This work proposes VLLVE, a view-aware low-light video enhancement framework designed to address the severe visual degradation caused by extreme underexposure and noise in low-light videos. By decoupling view-invariant (intrinsic appearance) and view-dependent (illumination) components, VLLVE introduces a spatial-temporal decomposition paradigm through a dual-structured encoder-decoder architecture with additive residual blocks. The framework jointly optimizes enhancement and degradation processes by incorporating cross-frame correspondence modeling, scene continuity constraints, and an end-to-end bidirectional learning mechanism. Extensive experiments on standard benchmarks demonstrate that VLLVE achieves superior robustness and visual quality in real-world complex dynamic scenes.

Low-Light Video Enhancement (LLVE) seeks to restore dynamic or static scenes plagued by severe invisibility and noise. In this paper, we present an innovative video decomposition strategy that incorporates view-independent and view-dependent components to enhance the performance of LLVE. The framework is called View-aware Low-light Video Enhancement (VLLVE). We leverage dynamic cross-frame correspondences for the view-independent term (which primarily captures intrinsic appearance) and impose a scene-level continuity constraint on the view-dependent term (which mainly describes the shading condition) to achieve consistent and satisfactory decomposition results.
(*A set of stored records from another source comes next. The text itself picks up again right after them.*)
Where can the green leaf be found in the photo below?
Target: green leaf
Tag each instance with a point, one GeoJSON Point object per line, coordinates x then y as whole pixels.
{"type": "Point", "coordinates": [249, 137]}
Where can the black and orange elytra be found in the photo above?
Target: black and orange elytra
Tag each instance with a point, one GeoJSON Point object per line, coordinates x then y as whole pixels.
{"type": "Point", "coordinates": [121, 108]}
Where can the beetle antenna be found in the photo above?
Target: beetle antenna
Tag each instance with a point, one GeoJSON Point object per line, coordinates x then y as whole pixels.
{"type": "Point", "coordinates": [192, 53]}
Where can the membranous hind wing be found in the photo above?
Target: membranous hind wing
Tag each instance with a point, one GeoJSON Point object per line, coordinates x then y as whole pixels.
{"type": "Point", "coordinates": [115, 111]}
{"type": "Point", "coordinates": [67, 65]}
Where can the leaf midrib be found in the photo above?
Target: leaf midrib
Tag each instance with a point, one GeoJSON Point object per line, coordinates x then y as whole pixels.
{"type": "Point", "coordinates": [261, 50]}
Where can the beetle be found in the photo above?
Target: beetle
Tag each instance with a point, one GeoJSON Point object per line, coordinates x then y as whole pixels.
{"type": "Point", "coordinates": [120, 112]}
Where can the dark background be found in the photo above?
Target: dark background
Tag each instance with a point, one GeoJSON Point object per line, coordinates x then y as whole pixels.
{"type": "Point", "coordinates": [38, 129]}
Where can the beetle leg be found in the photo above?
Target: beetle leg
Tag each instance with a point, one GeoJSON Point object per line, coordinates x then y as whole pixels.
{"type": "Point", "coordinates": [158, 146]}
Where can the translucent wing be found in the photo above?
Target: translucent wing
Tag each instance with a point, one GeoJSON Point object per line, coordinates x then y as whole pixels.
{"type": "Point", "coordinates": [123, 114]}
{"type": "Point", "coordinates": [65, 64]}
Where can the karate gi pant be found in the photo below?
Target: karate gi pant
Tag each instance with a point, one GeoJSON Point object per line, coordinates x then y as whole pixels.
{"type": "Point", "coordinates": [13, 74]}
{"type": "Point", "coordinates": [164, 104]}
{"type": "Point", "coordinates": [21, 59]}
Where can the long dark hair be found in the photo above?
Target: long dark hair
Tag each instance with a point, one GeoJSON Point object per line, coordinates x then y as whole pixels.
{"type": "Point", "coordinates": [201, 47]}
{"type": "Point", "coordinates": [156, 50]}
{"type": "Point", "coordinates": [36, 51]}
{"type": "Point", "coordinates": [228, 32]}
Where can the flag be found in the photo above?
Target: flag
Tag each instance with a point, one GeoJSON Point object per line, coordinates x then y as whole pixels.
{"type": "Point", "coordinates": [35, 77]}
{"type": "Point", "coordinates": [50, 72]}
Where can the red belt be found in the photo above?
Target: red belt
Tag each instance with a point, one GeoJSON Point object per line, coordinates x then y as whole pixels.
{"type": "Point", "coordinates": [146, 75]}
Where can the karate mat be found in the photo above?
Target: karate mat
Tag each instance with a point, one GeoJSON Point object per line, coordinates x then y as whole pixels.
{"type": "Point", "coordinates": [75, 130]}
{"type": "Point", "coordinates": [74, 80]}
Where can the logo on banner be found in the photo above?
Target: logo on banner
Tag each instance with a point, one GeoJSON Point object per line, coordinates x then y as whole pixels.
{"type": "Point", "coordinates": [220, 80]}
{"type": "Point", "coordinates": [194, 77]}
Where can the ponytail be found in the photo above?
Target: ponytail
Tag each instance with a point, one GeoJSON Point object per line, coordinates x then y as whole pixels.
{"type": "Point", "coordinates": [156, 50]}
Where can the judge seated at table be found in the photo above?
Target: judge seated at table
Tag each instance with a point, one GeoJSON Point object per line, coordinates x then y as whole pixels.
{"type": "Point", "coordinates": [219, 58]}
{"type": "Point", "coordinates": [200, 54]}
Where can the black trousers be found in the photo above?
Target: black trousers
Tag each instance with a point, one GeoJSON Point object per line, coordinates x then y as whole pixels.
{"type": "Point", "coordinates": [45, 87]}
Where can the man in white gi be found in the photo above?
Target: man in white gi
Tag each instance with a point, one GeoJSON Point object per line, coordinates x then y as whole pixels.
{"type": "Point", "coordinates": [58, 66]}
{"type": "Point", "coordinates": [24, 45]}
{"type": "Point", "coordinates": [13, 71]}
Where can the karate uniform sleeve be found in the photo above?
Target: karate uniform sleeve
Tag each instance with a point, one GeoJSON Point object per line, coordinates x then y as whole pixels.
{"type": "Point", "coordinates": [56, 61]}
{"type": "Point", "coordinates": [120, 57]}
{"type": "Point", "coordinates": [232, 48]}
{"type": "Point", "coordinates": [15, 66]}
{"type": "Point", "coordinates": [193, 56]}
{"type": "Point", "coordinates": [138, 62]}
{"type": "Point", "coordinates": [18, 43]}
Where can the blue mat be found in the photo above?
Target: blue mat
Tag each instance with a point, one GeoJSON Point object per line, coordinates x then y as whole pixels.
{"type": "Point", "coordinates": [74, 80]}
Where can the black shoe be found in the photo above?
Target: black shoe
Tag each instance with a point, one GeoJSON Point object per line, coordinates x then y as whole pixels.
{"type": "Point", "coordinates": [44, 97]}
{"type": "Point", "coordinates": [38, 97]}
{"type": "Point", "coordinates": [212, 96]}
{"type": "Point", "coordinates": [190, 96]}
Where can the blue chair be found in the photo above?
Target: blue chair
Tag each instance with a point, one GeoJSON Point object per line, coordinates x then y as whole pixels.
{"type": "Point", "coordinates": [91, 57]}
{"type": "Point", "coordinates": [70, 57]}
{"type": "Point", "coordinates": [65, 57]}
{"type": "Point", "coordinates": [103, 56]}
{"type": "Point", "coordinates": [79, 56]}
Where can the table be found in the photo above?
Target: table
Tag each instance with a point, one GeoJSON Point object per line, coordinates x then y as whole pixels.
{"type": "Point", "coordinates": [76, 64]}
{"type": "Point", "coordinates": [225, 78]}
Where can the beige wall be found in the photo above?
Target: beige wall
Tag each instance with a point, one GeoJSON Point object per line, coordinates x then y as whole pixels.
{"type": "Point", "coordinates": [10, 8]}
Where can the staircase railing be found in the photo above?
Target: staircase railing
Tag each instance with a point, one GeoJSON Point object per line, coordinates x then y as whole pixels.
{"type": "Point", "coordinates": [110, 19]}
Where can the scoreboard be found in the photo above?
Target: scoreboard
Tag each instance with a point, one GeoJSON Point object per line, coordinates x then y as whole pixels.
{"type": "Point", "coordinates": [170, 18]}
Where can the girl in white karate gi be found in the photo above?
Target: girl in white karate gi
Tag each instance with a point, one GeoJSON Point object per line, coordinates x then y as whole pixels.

To further ensure consistent decomposition, we introduce a dual-structure enhancement network featuring a cross-frame interaction mechanism. By supervising different frames simultaneously, this network encourages them to exhibit matching decomposition features. This mechanism can seamlessly integrate with encoder-decoder single-frame networks, incurring minimal additional parameter costs. Building upon VLLVE, we propose a more comprehensive decomposition strategy by introducing an additive residual term, resulting in VLLVE++. This residual term can simulate scene-adaptive degradations, which are difficult to model using a decomposition formulation for common scenes, thereby further enhancing the ability to capture the overall content of videos. In addition, VLLVE++ enables bidirectional learning for both enhancement and degradation-aware correspondence refinement (end-to-end manner), effectively increasing reliable correspondences while filtering out incorrect ones. Notably, VLLVE++ demonstrates strong capability in handling challenging cases, such as real-world scenes and videos with high dynamics. Extensive experiments are conducted on widely recognized LLVE benchmarks.